We know that GMA is willing to spend billions to reward her friends and allies. That was what the Sona was all about. It was about a division of spoils—or so GMA promised, if her own friends and allies could believe her. I did say that GMA did well to remind us at the beginning or her Sona about the plight of the OFWs in Lebanon, which is not unlike the plight of most of us today, only to tell us how she meant to use our money. The OFWs, their families and the migrant groups should make a poster showing the pictures of the people GMA expressly named in that Sona (a veritable rogues’ gallery!) with the caption, “Where have all the OFW billions gone?”

I remember that only a few months ago, we had a very similar case. Acting Education Secretary Fe Hidalgo had the misfortune of telling us we lacked 6,832 classrooms. This made GMA furious. She said Hidalgo didn’t answer her question which was: How many classrooms exceeded the 1-100 teacher-student ratio. The assumption being that teachers doing double shift could cover 100 students adequately. Hidalgo subsequently apologized. The 6,832 classroom shortage, Hidalgo would explain later, was based on the “ideal” ratio of 1 teacher to 45 students. Which showed only how horrendous our concept of ideal now is. In countries like Korea, the current reality, never mind ideal, is a PC-to-student ratio in classrooms of 1 to 1.
Hidalgo never became education secretary.

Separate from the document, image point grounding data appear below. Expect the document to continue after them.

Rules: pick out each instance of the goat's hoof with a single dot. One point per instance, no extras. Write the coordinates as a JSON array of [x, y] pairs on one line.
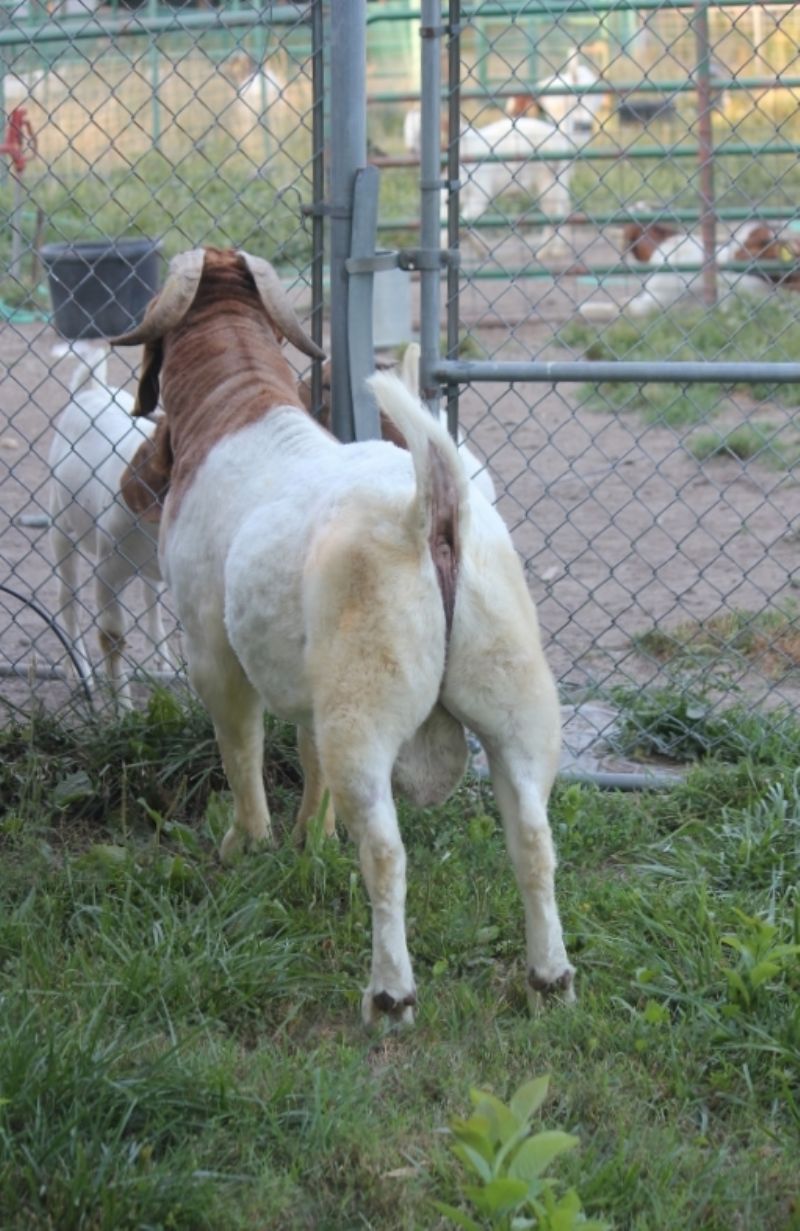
[[399, 1010], [563, 987], [235, 843]]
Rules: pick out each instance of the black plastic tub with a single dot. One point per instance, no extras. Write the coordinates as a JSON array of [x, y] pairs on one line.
[[102, 287]]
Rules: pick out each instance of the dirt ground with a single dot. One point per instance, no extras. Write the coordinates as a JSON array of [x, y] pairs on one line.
[[620, 528]]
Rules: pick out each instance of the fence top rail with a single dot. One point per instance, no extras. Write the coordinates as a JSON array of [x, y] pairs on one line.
[[24, 32], [556, 372], [623, 90]]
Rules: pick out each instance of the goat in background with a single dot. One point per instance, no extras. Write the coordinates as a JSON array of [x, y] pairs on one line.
[[94, 441]]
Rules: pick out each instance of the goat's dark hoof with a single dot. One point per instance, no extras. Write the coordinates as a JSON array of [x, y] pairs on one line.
[[563, 987], [235, 845], [383, 1005]]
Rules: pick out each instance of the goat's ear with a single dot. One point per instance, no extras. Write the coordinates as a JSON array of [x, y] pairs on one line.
[[148, 392]]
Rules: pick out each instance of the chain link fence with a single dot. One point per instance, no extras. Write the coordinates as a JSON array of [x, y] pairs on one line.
[[628, 193], [133, 132]]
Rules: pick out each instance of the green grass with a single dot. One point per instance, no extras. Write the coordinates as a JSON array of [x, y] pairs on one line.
[[741, 330], [767, 641], [180, 1045]]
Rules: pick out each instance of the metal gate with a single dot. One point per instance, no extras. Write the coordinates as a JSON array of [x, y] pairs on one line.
[[640, 441]]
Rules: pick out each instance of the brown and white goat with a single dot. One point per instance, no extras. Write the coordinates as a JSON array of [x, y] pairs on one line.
[[363, 592]]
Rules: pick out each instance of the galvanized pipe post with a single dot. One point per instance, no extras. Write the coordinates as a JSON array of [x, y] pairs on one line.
[[453, 165], [705, 149], [348, 154], [431, 32]]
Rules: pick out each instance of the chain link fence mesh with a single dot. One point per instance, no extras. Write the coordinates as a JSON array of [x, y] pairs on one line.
[[190, 124], [628, 192]]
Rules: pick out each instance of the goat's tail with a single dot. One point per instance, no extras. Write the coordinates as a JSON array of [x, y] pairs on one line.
[[442, 483], [91, 366]]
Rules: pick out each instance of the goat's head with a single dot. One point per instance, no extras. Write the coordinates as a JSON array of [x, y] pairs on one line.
[[758, 241], [641, 239], [214, 277]]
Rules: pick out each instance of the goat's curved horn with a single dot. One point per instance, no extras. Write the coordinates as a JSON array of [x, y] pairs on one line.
[[172, 302], [275, 299]]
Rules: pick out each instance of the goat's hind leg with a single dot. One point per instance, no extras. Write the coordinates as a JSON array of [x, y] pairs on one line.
[[238, 715], [517, 719], [361, 783], [521, 795], [65, 564], [314, 789]]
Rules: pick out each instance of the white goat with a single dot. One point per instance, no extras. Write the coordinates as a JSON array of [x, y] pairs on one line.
[[94, 442], [360, 591], [677, 262], [522, 147], [581, 110]]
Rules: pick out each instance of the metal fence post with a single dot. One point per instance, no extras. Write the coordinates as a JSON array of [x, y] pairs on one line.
[[348, 153], [431, 31]]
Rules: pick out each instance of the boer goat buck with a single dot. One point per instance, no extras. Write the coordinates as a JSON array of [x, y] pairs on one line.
[[363, 592]]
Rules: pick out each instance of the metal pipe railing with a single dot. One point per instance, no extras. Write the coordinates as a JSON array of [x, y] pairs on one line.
[[430, 196], [74, 30], [602, 371], [348, 154]]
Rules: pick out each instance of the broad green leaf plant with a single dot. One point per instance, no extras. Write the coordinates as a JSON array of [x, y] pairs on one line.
[[508, 1160]]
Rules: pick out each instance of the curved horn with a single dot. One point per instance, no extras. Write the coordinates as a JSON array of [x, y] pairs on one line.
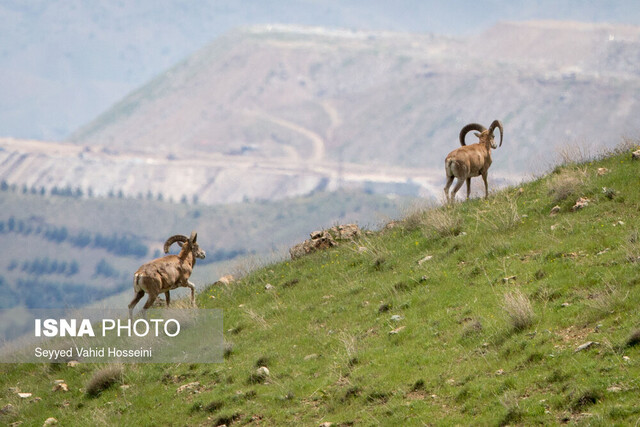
[[468, 128], [494, 125], [173, 239]]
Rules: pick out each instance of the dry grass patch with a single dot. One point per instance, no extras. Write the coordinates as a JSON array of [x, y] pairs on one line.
[[104, 378], [567, 182], [518, 309], [501, 213]]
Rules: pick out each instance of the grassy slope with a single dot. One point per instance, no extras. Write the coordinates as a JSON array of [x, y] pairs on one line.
[[323, 331]]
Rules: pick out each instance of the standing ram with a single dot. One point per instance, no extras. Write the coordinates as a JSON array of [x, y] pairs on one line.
[[167, 273], [471, 160]]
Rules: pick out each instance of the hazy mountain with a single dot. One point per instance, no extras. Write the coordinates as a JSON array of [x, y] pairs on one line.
[[271, 111], [64, 62]]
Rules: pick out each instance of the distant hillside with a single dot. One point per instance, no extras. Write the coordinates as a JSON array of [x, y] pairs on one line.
[[62, 63], [67, 250], [271, 112], [488, 312], [385, 99]]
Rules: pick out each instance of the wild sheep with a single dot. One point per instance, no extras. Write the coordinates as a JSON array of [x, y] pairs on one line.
[[471, 160], [167, 273]]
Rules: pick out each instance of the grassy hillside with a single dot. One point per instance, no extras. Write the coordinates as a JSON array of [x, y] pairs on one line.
[[90, 247], [471, 314]]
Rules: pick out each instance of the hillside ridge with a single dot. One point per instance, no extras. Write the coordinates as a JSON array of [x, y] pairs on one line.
[[498, 311]]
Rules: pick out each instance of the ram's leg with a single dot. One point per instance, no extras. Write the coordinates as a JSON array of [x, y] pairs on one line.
[[486, 185], [134, 301], [446, 187], [193, 292], [456, 188], [149, 303]]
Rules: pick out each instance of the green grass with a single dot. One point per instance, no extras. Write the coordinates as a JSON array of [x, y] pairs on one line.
[[457, 356]]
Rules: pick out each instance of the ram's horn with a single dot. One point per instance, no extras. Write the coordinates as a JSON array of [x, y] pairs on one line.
[[468, 128], [494, 125], [173, 239]]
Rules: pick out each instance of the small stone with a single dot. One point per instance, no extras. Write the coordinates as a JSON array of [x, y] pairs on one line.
[[425, 259], [7, 409], [225, 280], [586, 346], [189, 387], [581, 203], [397, 330], [263, 371], [60, 387]]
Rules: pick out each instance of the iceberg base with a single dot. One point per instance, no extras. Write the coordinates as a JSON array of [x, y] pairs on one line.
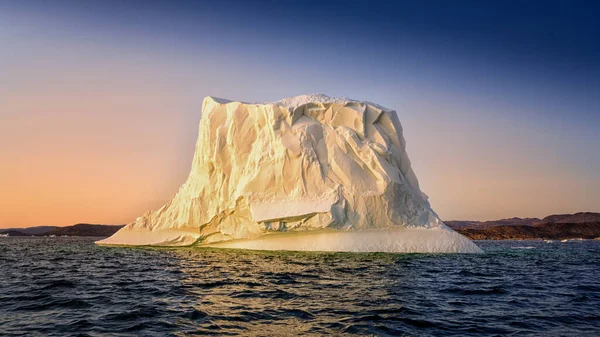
[[405, 240]]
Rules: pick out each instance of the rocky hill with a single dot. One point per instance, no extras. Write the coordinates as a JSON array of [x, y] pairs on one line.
[[74, 230], [555, 227]]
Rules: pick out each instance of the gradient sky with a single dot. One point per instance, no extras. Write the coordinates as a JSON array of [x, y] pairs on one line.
[[100, 101]]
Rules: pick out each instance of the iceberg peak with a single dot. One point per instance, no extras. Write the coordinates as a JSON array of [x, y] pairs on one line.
[[308, 164]]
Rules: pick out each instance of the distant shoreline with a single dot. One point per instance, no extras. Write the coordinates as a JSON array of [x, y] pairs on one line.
[[583, 225]]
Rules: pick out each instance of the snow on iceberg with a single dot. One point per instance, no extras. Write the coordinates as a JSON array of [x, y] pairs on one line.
[[309, 172]]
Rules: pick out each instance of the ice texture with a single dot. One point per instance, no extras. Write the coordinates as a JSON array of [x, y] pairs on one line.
[[330, 173]]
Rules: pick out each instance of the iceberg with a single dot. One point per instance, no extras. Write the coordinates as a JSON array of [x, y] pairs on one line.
[[309, 172]]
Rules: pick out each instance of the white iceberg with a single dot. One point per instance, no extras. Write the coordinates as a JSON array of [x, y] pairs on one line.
[[309, 172]]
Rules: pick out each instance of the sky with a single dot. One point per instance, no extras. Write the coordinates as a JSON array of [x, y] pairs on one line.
[[100, 100]]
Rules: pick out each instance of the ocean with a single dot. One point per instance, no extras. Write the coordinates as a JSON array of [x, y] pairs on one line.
[[71, 287]]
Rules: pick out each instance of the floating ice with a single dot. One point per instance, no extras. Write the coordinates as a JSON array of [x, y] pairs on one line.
[[277, 175]]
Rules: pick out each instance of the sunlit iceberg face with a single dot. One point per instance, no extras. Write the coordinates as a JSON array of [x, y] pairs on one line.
[[304, 164]]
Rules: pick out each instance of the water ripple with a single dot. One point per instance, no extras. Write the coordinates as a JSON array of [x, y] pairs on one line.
[[69, 286]]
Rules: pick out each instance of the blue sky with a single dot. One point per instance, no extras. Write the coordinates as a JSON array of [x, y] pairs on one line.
[[499, 100]]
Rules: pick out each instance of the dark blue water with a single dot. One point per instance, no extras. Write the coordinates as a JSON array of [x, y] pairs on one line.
[[69, 286]]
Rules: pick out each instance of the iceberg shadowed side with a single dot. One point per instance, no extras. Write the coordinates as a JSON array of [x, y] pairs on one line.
[[334, 169]]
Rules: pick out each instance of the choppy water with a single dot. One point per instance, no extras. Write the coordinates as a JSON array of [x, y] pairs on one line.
[[69, 286]]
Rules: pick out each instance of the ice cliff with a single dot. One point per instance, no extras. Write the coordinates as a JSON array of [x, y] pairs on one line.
[[309, 172]]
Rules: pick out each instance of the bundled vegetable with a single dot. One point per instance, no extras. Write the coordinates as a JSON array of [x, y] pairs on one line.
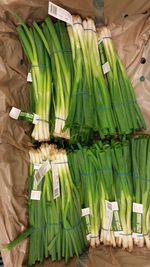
[[100, 193], [41, 77], [123, 102], [123, 191], [55, 215], [56, 41], [85, 172], [141, 206]]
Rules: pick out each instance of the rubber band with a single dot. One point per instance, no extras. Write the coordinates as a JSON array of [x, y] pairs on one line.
[[81, 93], [60, 118], [42, 120], [73, 227], [88, 174], [104, 229], [96, 236], [78, 23], [64, 162], [40, 66], [141, 178], [60, 51], [87, 29], [116, 104], [123, 234]]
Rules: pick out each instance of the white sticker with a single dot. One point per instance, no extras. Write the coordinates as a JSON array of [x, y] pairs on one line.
[[14, 113], [103, 38], [59, 13], [135, 235], [88, 237], [35, 119], [118, 233], [109, 214], [137, 208], [85, 212], [29, 77], [106, 67], [55, 175], [114, 205], [37, 166], [35, 195], [108, 205], [42, 171]]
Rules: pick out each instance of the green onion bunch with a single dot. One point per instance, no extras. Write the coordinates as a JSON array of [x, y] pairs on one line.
[[56, 228], [41, 78], [140, 148], [128, 116]]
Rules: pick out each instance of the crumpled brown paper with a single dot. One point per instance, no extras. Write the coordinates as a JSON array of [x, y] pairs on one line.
[[131, 36], [14, 135]]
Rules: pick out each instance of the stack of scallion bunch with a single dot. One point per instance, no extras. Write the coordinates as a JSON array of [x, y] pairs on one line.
[[83, 165], [57, 228], [56, 41], [126, 111], [87, 96], [110, 178], [123, 184], [140, 148], [41, 77]]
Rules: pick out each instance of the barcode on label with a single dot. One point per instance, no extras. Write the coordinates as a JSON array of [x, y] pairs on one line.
[[35, 195], [42, 171], [59, 13], [106, 67], [35, 119], [55, 175], [109, 205], [85, 212], [14, 113], [29, 77], [114, 205], [52, 9], [137, 208]]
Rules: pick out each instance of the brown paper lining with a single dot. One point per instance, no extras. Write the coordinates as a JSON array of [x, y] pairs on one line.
[[14, 138]]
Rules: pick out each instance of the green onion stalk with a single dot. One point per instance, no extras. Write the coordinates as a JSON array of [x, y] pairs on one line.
[[104, 120], [140, 160], [41, 78], [56, 41], [87, 164], [124, 190], [73, 232], [123, 101], [80, 119], [107, 194]]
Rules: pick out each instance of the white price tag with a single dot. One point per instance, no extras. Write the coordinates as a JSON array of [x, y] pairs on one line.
[[137, 208], [88, 237], [109, 214], [42, 171], [59, 13], [55, 175], [114, 205], [106, 67], [37, 166], [36, 119], [35, 195], [118, 233], [103, 38], [85, 212], [29, 77], [135, 235], [14, 113]]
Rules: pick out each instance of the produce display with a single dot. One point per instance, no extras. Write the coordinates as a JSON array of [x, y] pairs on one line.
[[94, 190], [88, 195], [78, 81]]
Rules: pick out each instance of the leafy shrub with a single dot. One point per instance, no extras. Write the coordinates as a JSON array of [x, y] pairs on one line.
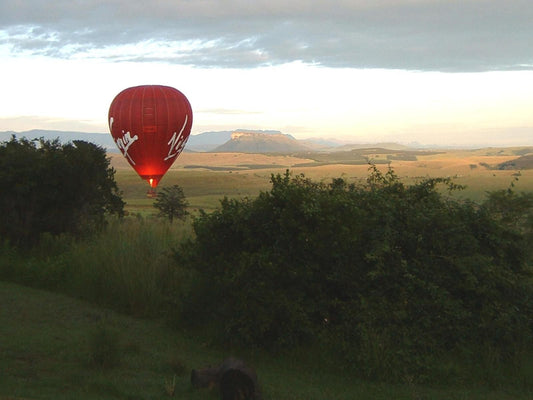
[[404, 269], [53, 188]]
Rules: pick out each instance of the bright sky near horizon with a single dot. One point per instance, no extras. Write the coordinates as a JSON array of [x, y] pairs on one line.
[[431, 71]]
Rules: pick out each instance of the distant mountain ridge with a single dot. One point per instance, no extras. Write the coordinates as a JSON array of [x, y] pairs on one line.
[[242, 141]]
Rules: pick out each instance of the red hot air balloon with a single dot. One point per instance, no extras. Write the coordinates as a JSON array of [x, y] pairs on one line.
[[150, 125]]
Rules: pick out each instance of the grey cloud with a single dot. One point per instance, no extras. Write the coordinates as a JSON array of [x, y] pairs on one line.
[[417, 35]]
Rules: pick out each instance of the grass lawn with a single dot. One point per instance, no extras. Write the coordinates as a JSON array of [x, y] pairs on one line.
[[47, 350]]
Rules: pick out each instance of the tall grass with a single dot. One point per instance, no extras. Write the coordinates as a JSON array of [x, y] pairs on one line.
[[128, 267]]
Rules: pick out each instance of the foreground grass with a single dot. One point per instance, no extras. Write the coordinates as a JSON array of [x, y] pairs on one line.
[[46, 353]]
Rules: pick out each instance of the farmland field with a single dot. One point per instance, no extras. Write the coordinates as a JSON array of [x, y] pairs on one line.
[[207, 177]]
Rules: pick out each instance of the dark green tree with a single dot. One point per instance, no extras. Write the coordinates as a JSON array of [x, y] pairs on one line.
[[171, 203], [49, 187], [403, 268]]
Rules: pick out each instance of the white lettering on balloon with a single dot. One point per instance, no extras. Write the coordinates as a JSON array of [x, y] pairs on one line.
[[125, 142], [177, 142]]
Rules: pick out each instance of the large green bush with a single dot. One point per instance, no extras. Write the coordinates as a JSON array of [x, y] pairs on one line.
[[54, 188], [387, 273]]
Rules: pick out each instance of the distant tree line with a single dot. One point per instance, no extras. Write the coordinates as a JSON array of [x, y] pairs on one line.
[[387, 275], [48, 187]]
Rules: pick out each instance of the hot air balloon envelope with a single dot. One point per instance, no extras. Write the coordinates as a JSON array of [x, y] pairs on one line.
[[150, 125]]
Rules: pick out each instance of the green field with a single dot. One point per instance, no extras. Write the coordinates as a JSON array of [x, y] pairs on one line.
[[207, 177], [47, 352], [67, 303]]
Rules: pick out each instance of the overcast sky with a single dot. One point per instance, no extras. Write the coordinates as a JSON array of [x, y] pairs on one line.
[[432, 71]]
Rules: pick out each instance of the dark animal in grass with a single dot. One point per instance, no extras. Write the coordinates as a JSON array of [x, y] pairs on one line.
[[235, 380]]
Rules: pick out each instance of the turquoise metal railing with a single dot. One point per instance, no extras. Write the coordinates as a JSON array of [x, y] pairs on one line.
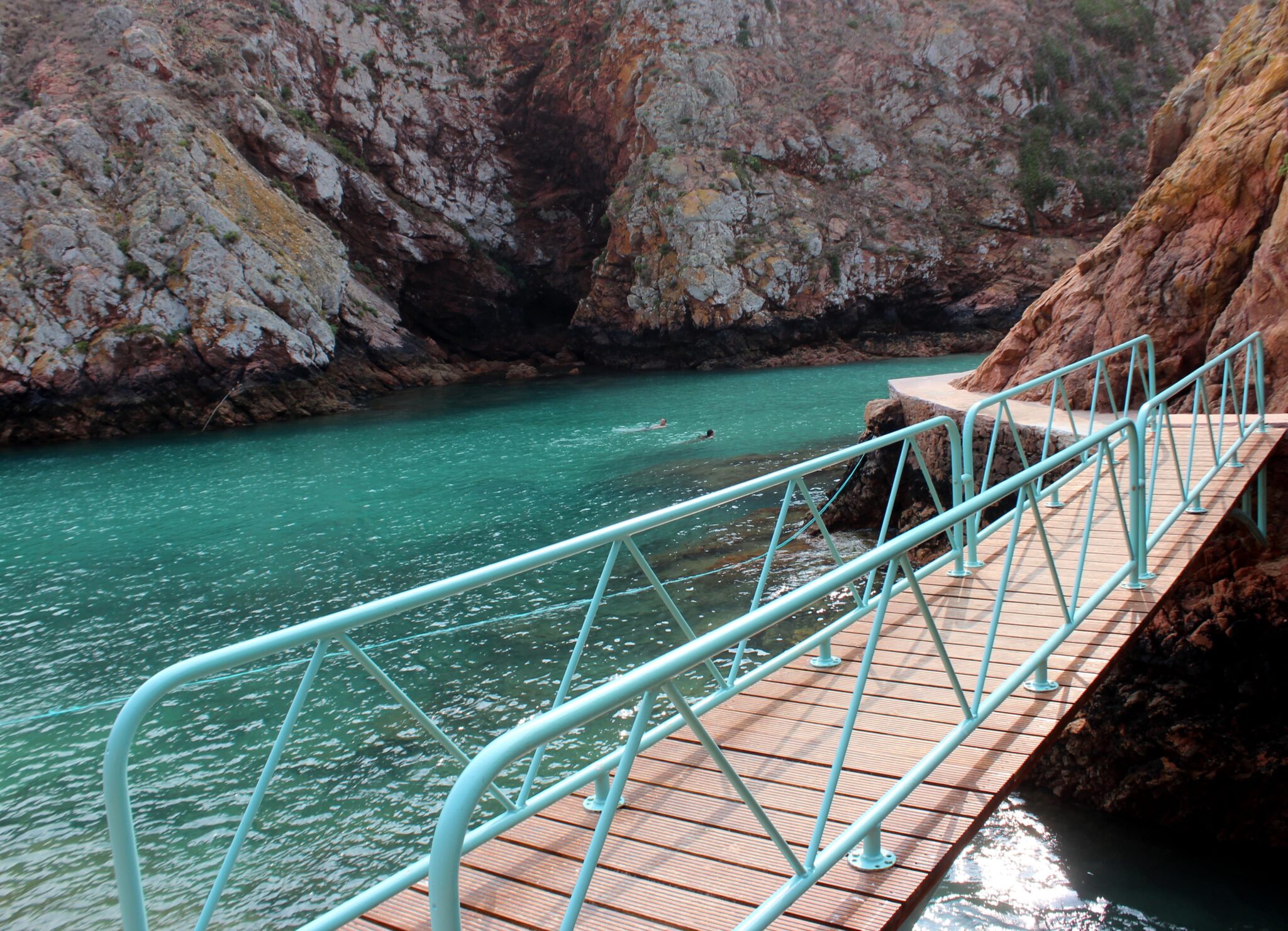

Last year, GMA apologized to the nation for telling a lie. This year, at least two major government officials have apologized to her for telling the truth. Last year, GMA rewarded herself for her “lapse in judgment” by clinging to a position she did not win. This year, her officials are routinely punished for their temporary insanity in thinking they can keep their jobs by doing their jobs. Last year, GMA made lying a lofty virtue.

This year, she has made honesty a crime.